[quote]blacksheep wrote:
Stated,
“So, you’re problem is not intercession, but that I am asking a “dead” person to do it?”
The Word of God states that we are not to commit the forbidden pagan practice of necromancy, which is an abomination to God and forbidden by Him (Deut. 18:9-11). Those among God’s people in the O.T. who practiced this were put to death (Lev. 20:27). Anyone who calls up the dead or consults with the world of spirits is actually in communication with deceiving spirits (demons). How foolish to consult the dead on behalf of the living (Isa. 8:19). Like wise, the N.T. declares that those who practice such things will not enter the kingdom of God such as, “Idolatry” (Gk. eidololatria), i.e., the worship (honor) of spirits, persons, or graven images, also trust in any person, institution, or thing as having equal or greater authority than God and His Word (Gal. 5:19-21).
“Necromancy is a special mode of divination by the evocation of the dead…Along with other forms of divination and magic, necromancy is found in every nation of antiquity, and is a practice common to paganism at all times…In the Bible necromancy is mentioned chiefly in order to forbid it or to reprove those who have recourse to it. The Hebrew term 'Ã?´bÃ?´th (sing., 'Ã?´bh) denotes primarily the spirits of the dead, or ‘pythons’, as the Vulgate calls them (Deuteronomy 18:11; Isaiah 19:3)…The Mosaic Law forbids necromancy (Leviticus 19:31; 20:6), declares that to seek the truth from the dead is abhorred by God (Deuteronomy 18:11, 12), and even makes it punishable by death (Leviticus 20:27; cf. 1 Samuel 28:9)…In the first centuries of the Christian era the practice of necromancy was common among pagans, as the Fathers frequently testify (see, e.g., Tertullian, ‘Apol.’, xxiii, P.L., I, 470; ‘De anima’, LVI, LVII, in P.L., II, 790 sqq.; Lactantius, ‘DivinÃ?¦ institutiones’, IV, xxvii, in P.L., VI, 531).
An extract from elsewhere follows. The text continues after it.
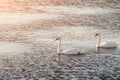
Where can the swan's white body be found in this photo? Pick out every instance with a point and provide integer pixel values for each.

It was associated with other magical arts and other forms of demoniacal practices, and Christians were warned against such observances ‘in which the demons represent themselves as the souls of the dead’ (Tertullian, De anima, LVII, in P.L., II, 793)…The Church does not deny that, with a special permission of God, the souls of the departed may appear to the living, and even manifest things unknown to the latter. But, understood as the art or science of evoking the dead, necromancy is held by theologians to be due to the agency of evil spirits, for the means taken are inadequate to produce the expected results. In pretended evocations of the dead, there may be many things explainable naturally or due to fraud; how much is real, and how much must be attributed to imagination and deception, cannot be determined, but real facts of necromancy, with the use of incantations and magical rites, are looked upon by theologians, after St. Thomas, II-II, Q. xcv, aa. iii, iv, as special modes of divination, due to demoniacal intervention, and divination itself is a form of superstition.”
http://www.newadvent.org/cathen/10735a.htm[/quote]
blacksheep,
I hope you’re not inferring that I am asking a “dead” person to give me information for profit? The quotations around dead was purposeful in order to understand Zeb if he was arguing against them being “dead” people, which they aren’t since they are in Heaven, or if it was because I was in fact asking someone else instead of praying myself.
Praying to the saints, or better stated as asking the saints to pray for us, is not necromancy. Necromancy is the conjuring of the spirits in order to gain prophet or profit, I hold no such belief that spirits can be conjured, and I find conjuring the dead in order to profit a most distasteful activity.
If I have mistaken your intentions, and you are merely posting what someone would object to so as to show the difference between the communion of saints and praying to the saints and necromancy. Well done.
However, I can assure you that even, I, who have a Marian devotion, I do not hold Mary (who I hold above all other Saints) in any regard as I hold my Lord. I honor her, because of personal reasons, just as I hold the Holy Ghost in special regard for those same personal reasons. However, I hold the Holy Ghost 100 fold higher than Mary. I also honor (which is not the same as worship) Mary because our Lord honors his mother.